On 2002-01-28 at 09:33 +0000, Philip Hazel wrote: > > courier 'userdb' md5 hashed string:
> > $1$eYrvxTAm$Wz4Wkxe5exy/5VhkuTnYH0
>
> That is neither base-64 nor hex, being 34 characters long. So I don't
> know what it might be I'm afraid.
Warning: I'm about to vent -- search for the two blank lines for info.
It's the poxing stupid "Let's-all-overload-crypt-with-other-semantics"
crypt()-like MD5 checksum.
See, in BSD-land (which I normally very much like living in), someone
had this bright idea. crypt() is _always_ just used for system
passwords, right? So, overload it. crypt() doesn't mean the old normal
crypt() algorithm if the salt-string looks like it starts with some
special magic.
All would be wonderful if it worked reliably. Some old FreeBSD releases
got it badly wrong. Hence some authentication libraries I have here,
lug around their own fcrypt-derived crypt() implementation, just to
reliably be able to perform a crypt() function. You know, the thing
which is 13 chars long, two chars salt, 11 hash.

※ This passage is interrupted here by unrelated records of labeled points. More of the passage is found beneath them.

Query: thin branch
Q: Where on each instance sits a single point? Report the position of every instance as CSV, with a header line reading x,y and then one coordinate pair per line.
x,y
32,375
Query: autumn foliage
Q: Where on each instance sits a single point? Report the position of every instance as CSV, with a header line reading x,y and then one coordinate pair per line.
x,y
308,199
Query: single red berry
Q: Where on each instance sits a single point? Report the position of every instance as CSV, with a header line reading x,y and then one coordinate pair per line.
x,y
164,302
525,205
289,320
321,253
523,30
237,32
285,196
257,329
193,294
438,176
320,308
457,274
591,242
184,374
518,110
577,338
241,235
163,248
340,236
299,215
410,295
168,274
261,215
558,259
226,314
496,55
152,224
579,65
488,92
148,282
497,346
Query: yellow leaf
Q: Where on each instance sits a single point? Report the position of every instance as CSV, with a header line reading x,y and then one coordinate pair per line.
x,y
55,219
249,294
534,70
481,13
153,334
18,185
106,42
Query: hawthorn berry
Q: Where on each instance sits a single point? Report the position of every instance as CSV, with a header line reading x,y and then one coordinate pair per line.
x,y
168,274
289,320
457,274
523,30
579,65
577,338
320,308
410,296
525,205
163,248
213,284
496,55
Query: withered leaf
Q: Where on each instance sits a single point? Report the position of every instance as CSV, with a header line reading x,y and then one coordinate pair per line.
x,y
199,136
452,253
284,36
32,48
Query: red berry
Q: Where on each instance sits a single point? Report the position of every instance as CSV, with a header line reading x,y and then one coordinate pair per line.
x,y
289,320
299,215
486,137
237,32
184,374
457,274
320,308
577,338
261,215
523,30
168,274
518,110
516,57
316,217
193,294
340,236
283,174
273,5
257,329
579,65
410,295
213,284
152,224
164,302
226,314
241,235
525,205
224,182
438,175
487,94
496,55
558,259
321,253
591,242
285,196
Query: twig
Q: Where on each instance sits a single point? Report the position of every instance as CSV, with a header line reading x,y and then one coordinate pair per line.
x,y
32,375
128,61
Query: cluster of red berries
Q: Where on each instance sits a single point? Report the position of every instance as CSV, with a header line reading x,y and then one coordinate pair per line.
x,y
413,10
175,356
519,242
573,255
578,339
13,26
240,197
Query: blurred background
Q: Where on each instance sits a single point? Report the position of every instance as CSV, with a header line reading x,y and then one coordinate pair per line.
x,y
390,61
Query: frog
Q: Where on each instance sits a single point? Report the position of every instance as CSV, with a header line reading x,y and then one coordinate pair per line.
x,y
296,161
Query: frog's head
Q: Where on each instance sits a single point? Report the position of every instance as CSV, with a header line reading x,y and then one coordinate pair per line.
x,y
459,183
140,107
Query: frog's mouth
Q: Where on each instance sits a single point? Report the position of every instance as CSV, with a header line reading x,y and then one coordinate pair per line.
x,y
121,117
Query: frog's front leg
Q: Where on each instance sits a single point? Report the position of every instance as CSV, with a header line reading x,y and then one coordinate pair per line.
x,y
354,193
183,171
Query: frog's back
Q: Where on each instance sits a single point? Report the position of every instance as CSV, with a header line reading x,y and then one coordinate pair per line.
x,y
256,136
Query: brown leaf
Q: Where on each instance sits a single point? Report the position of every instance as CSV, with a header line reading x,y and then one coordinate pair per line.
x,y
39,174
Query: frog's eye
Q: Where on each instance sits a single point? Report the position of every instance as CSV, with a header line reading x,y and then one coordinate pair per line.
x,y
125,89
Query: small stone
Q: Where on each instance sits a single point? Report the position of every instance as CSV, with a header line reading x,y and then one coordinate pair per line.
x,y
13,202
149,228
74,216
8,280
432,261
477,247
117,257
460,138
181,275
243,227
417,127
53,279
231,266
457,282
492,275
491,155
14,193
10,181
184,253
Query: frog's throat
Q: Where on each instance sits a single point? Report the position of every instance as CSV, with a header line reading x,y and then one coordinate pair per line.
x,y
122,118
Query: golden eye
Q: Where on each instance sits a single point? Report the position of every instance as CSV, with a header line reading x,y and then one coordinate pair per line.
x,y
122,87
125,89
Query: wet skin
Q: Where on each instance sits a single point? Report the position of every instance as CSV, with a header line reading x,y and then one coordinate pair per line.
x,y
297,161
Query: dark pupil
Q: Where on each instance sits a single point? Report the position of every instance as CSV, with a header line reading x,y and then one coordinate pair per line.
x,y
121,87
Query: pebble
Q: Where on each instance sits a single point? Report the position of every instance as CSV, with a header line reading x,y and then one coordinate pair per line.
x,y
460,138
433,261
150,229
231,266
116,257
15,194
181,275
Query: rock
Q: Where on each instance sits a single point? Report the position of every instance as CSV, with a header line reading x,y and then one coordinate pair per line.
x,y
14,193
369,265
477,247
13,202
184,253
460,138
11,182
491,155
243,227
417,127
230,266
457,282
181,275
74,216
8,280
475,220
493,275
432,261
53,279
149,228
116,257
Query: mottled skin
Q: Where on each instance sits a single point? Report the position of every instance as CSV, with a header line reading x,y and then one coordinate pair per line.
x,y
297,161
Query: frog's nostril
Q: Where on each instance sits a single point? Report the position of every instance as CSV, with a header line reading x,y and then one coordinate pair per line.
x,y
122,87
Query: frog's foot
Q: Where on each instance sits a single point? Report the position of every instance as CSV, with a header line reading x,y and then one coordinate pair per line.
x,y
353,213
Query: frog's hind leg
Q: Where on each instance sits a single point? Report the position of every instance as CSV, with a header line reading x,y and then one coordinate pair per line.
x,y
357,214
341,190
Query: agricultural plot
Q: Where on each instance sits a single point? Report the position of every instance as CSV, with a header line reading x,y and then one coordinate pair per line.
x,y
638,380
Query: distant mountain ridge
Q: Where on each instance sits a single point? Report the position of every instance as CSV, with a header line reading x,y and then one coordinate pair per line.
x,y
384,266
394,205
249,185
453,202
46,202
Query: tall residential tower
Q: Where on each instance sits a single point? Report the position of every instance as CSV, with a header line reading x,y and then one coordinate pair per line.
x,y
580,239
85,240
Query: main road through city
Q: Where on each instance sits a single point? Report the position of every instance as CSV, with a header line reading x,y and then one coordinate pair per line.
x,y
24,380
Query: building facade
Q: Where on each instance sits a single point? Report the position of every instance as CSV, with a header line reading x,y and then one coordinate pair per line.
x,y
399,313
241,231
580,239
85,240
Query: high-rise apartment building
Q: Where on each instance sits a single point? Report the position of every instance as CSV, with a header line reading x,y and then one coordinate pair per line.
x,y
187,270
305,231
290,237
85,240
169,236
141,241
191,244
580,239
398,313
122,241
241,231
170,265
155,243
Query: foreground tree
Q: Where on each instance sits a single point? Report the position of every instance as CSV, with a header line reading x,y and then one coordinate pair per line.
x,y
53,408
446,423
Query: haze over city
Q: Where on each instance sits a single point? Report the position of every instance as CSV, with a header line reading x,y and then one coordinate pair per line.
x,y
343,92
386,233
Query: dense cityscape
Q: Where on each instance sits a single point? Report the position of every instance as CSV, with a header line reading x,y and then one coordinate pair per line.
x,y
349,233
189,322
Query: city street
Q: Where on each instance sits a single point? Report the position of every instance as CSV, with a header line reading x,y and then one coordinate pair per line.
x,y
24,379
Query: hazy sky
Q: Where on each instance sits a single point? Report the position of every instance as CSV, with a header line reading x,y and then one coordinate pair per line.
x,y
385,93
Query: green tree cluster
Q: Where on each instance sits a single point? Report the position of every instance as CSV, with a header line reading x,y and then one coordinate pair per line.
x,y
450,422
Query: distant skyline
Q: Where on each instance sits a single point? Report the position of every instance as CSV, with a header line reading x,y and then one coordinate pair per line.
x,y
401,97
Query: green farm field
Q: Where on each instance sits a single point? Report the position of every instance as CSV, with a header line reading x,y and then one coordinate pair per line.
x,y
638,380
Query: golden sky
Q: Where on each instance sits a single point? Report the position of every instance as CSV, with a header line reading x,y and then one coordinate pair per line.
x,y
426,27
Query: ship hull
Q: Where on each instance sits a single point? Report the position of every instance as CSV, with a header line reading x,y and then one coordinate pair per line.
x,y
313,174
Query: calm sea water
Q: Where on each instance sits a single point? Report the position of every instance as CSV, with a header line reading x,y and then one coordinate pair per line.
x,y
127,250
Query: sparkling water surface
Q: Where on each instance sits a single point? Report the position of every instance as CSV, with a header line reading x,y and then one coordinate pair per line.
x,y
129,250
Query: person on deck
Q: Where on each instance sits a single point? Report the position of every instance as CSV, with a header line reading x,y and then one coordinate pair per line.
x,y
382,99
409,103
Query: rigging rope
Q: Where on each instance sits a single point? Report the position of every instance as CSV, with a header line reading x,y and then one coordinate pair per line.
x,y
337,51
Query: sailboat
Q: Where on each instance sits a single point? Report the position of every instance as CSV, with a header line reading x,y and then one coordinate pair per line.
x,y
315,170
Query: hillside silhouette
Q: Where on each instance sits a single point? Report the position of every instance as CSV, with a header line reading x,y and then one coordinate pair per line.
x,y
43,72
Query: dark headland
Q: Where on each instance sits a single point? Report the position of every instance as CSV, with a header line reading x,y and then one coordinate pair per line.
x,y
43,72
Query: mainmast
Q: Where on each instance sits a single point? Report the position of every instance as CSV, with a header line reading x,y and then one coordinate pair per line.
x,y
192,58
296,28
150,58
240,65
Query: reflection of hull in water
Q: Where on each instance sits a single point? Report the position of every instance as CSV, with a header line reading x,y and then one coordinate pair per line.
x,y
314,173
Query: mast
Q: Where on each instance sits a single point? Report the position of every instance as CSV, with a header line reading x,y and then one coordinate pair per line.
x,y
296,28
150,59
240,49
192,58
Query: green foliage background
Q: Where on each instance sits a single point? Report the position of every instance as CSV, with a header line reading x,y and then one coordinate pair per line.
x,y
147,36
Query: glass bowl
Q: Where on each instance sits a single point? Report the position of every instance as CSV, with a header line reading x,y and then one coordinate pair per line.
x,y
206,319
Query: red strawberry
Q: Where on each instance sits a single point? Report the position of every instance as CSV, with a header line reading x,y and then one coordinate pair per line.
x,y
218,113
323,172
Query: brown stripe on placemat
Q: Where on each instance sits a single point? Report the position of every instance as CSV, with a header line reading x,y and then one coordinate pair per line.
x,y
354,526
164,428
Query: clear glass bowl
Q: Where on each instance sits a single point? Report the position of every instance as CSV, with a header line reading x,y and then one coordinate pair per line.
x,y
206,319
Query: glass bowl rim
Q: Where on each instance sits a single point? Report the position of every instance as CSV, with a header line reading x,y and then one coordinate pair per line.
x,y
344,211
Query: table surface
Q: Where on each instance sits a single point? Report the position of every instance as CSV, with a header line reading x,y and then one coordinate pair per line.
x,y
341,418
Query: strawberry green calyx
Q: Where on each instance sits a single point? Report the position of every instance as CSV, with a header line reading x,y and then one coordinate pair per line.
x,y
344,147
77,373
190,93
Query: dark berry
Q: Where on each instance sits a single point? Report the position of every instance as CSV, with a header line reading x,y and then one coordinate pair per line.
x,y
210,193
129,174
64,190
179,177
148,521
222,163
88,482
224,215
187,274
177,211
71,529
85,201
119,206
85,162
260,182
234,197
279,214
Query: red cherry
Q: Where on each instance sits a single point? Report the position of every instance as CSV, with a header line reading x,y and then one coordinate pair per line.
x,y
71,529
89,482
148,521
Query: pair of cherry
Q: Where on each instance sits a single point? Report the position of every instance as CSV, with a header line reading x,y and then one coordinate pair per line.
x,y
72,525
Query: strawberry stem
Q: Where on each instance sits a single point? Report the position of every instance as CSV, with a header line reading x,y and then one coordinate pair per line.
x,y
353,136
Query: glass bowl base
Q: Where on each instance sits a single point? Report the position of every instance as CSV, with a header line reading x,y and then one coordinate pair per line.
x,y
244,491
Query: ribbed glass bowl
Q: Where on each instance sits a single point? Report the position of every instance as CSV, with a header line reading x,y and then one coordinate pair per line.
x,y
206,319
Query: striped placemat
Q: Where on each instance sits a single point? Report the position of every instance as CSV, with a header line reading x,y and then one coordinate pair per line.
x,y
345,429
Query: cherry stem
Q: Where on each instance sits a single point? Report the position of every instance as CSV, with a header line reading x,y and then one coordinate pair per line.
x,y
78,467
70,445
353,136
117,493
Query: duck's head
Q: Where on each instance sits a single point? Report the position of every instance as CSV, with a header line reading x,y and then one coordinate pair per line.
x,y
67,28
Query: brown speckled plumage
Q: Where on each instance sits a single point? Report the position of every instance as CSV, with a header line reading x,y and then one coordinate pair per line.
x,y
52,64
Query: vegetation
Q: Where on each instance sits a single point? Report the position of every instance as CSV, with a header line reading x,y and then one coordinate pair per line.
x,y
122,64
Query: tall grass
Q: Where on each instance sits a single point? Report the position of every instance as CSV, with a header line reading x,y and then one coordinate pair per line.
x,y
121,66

This doesn't even touch the programs which assume that crypt() is, well,
crypt() and produces 13 chars of output, always. Because that's the old
_definition_ of crypt. So, to safe moving to a new function which
handled the storage space and separated the usage from the
implementation, a truly grotesque hack (which keeps breaking) was born.
So, what you're looking at above is a password-field from a BSD system.
The "$1" means MD5. On OpenBSD, "$2" means Blowfish. The following '$'
separates the algorithm-indicator from the data. You then have salt, up
until the third '$', and then the hashed password, base-64 encoded, in
the final 22 characters.
--
In 1998 more than three times as many people in the US were killed
by incompetent physicians than were killed by handguns, yet the
President of the A.M.A. is adopting "gun safety" as his platform.